Lucy McHugh murder trial: Accused calls pregnancy claim 'nonsense'
The man accused of murdering schoolgirl Lucy McHugh told a court her claims he had got her pregnant were "nonsense".
Lucy, 13, was found stabbed to death in woodland at Southampton Outdoor Sports Centre in July 2018.
Stephen Nicholson told jurors the teenager said she would tell her mum she was carrying his child as she was "trying to cause trouble".
Mr Nicholson, 25 denies the murder and rape of Lucy and a series of sexual offences against her and another girl.
The jury at Winchester Crown Court had previously been told there is no evidence that Lucy was or ever had been pregnant.
Mr Nicholson began lodging at the Southampton house where Lucy and her family lived in 2017, the court was told.
Giving evidence, Mr Nicholson said he received a message on Facebook from Lucy the night before her death, saying she would tell her mother he had got her pregnant unless he met her at a nearby park.
"She was just making stuff up, trying to cause trouble - it was nonsense," he told the court.
He said he responded by saying "yeah whatever" before deleting and blocking her.
Mr Nicholson told the court he did not get on with Lucy.
He said he had blocked multiple attempts by her to add him on Snapchat and he did "not see eye-to-eye" with the girl.
His belongings would go missing and his clothes had been found in Lucy's room, he said.
"She would follow me around the house, always trying to get in my way and get involved with stuff that wasn't anything to do with her," he told jurors.
He said on one morning in March 2018, Lucy had tried to push him down a flight of stairs and he subsequently sent a string of angry text messages to her mother.
These included him saying he would "pay a bunch of girls at Lucy's school to beat her up", jurors were told.
Asked by defence barrister James Newton-Price QC why he sent the messages, Mr Nicholson said he had been "angry" and was "venting".
He told the court he had been unaware of notes written by Lucy and conversations with her friends in which she described him as her "boyfriend".
"It was nonsense," he said.
The court was shown CCTV footage of a cyclist at the sports centre on the day Lucy went missing.
But Mr Nicholson said it was not him and the person in the footage was wearing different grey trainers to his.
Mr Newton-Price asked the defendant how bloodstained clothes allegedly dumped in woodland at Tanner's Brook came to contain his and Lucy's DNA.
"I do not know," replied Mr Nicholson.
He said he had been there on the day Lucy went missing but only to meet a man, whose identity he did not know, to sell cannabis.
The court heard Mr Nicholson's mobile phone internet history showed he later searched for "what time can you start a bonfire in Southampton?".
This was because he was planning to burn some belongings from his shed he no longer needed and "wanted to make sure it was all above board", he told the court.
He said he burned a number of items that day, including the trainers he was wearing.
Concluding his questioning, Mr Newton-Price asked: "Did you ever have a sexual relationship with Lucy McHugh?"
"No," Mr Nicholson replied.
"Did you kill Lucy McHugh?" asked Mr Newton-Price.
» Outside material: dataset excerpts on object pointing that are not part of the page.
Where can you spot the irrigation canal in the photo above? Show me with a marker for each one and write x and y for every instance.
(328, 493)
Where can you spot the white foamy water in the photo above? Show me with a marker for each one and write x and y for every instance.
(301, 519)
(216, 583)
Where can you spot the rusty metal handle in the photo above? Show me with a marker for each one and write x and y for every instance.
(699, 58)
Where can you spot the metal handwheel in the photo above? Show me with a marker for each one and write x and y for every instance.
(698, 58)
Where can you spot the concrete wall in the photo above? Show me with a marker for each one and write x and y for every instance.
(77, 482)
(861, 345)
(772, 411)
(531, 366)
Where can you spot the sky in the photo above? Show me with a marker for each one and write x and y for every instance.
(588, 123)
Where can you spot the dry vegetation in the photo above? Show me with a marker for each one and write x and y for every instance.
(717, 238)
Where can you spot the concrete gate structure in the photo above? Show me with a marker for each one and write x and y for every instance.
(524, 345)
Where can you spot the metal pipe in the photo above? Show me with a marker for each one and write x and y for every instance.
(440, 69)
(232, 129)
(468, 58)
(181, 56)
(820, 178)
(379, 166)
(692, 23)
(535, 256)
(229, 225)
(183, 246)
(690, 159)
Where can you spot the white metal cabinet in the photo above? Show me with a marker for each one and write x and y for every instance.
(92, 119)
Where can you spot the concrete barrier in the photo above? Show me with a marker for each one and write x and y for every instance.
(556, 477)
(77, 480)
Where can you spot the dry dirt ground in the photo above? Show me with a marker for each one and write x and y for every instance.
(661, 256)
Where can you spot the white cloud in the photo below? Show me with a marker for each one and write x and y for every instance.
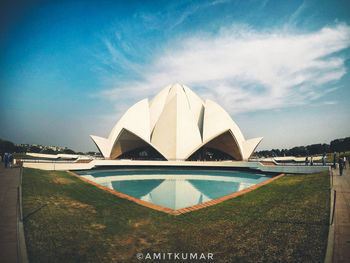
(244, 70)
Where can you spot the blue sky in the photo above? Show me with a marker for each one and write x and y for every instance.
(71, 68)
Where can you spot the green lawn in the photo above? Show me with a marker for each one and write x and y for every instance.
(68, 220)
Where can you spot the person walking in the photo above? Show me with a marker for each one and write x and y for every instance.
(10, 160)
(344, 159)
(341, 166)
(324, 160)
(6, 159)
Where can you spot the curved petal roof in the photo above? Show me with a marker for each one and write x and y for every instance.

Mr Nicholson responded: "No."
Earlier, the judge directed the jury to return a not guilty verdict on one count of sexual activity with a child after the prosecution decided it had insufficient evidence.
Care worker Mr Nicholson, formerly of Mansel Road East, Southampton, denies murder, three charges of raping Lucy when she was 12 and one count of sexual activity with a child once she had turned 13.
He also denies a count of sexual activity with a 14-year-old girl in 2012.
The trial continues.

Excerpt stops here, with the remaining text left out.